When asked how she made it to be 100 years old, Peterson responded with a smile. “I wonder too.”
She did say that her husband had taken really good care of her as did her children and grandchildren. “I am not sure why I have lived so long. No one in my family has ever lived this long. My mother died when she was 92 and my daddy died at 69. I guess I have been fortunate to have such a good husband and family to help me live a full life.”
Edna married Edwin Peterson of the Peters Creek area and they had two sons — Odell and Howell — and one daughter, Betty P. Jones. She now has five grandchildren and eight great-grandchildren.
Peterson shared that she thought getting “lights” was the best thing to come about during her lifetime.
“I remember when we got lights or electricity. It changed everything because we could now turn on the light and see when it was dark; it was much better than with candles and lanterns. It is funny how we called getting electricity, getting lights, but that was what was so great about it back then, and it was what we mainly used electricity for, because it was before television and all the things we use electricity for today,” she explained.
The birthday girl shared that growing up on a farm was a lot of hard work, and she did most anything one could do, from picking cotton to tending the animals while growing up.
“I remember the Depression. It was a bad time. No one had anything. People would use Hoover Carts instead of cars,” stated the centenarian.
Odell explained that a Hoover Cart was what people of that time period called a cart during the Depression, a time when people were so poor they could not drive the Model-Ts. Instead, they took the rear-end from the Model-T and made a cart with it to be pulled by a team of oxen, mules or horses.
“Life during the Depression was really different. No one had anything and it was a really difficult time for all of us,” stated Peterson.
In addition to electricity, Peterson said her washing machine was probably the best invention to help her around the house.
“My husband had built me a huge wash house with a big furnace. Getting a washing machine really helped not have to use that wash pot any longer and made it much easier to clean our clothes,” explained the centenarian.
Television was very exciting when it came to town as well, Peterson recalled.
“I remember when McRae Warren would put a television in the window of his hardware store in Garland. People would come from everywhere and stand in the street to watch the World Series. It is funny now to think how everyone came out to watch TV through the store window.
She also admits the invention of fans and air conditioning were nice changes to come about.
“When the barber shop in Garland put in air conditioning, they put up a big sign that read, ‘It’s cool inside, come on in!’” said Peterson.
She said her life had been good and she had lived it much as she wanted, but she stressed that there were difficult times. One, she noted, was having to watch her son, Odell, go off to war. “That was hard,” she said.

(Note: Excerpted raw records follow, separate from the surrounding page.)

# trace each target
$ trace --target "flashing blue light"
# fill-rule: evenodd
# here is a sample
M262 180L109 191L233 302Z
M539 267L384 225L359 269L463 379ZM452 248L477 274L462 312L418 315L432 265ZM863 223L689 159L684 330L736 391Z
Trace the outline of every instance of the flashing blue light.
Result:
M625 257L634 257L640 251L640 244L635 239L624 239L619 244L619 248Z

In addition to being a good housewife and mother, Peterson joined Antioch Methodist Church and eventually the ladies of the church for quilting and sewing bees.
“We would get together and make quilts and sale them. We raised enough money to buy the pulpit furniture that is currently in our church. I enjoyed quilting, sewing and the fellowship we had making those quilts,” she said.
Peterson shared that she enjoys sitting in her rocking chair and riding around Southwood visiting with other residents.
“I enjoy visits from friends and family, especially my children and grandchildren,” expressed Peterson.
For someone that does not like to tell her age, Peterson has celebrated the entire weekend. Monday’s party, given by her church, Antioch Methodist and Southwood Nursing Center, was the third one she has had. Saturday night members of her family celebrated with her at dinner and on Sunday, Odell’s church, Evergreen Baptist Church of Autryville brought 60 members out to help Peterson celebrate. Her daughter-in-law, Barbara, laughed and shared that Peterson told them “she was still 99 and would not be 100 until Monday.”
“It has been wonderful. I have had a good life and everyone has been so nice to recognize me for my 100th birthday. It has been very special for me and I just want to say thank you,” remarked Peterson.